Some rails can store additional information in [Colang 1.0 Language Syntax: Variables](/configure-guardrails/colang/colang-1/colang-language-syntax-guide#variables). You can return the content of these variables by setting the `output_vars` generation option to the list of names for all the variables that you are interested in. If you want to return the complete context (this will also include some predefined variables), you can set `output_vars` to `True`.

```python
rails.generate(messages=messages, options={
    "output_vars": ["some_input_rail_score", "some_output_rail_score"]
})
```

You can find the returned data in the `output_data` key of the response:

```text
{
  "response": [...],
  "output_data": {
    "some_input_rail_score": 0.7,
    "some_output_rail_score": 0.8
  }
}
```

## Additional LLM Parameters

To supply additional parameters to the LLM call during final message generation, utilize the `llm_params` option.

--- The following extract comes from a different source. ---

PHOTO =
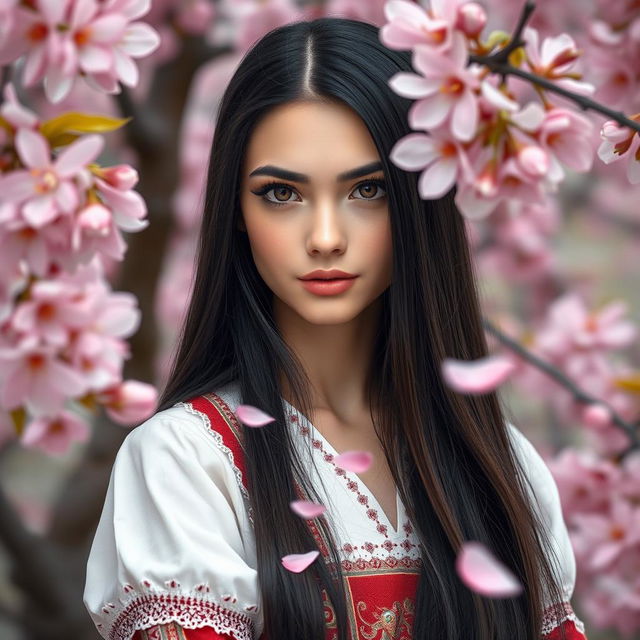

The following example demonstrates how to apply a lower value for `temperature`:

```python
rails.generate(messages=messages, options={
    "llm_params": {
        "temperature": 0.2
    }
})
```

The available parameters are determined by the specific LLM engine in use. The NeMo Guardrails library transmits values defined in the options parameter without modification.

## Additional LLM Output

You can receive additional output from the LLM generation by setting `llm_output` to `True` through the `options` parameter.

```python
rails.generate(messages=messages, options={
    "llm_output": True
})
```

The returned data is highly dependent on the underlying implementation of the LangChain connector for the LLM provider. For example, for OpenAI, it only returns `token_usage` and `model_name`.

## Limitations

* Only supported for the `generate`/`generate_async` methods (not for `generate_events`/`generate_events_async`).
* Specifying which individual rails of a particular type to activate is not yet supported.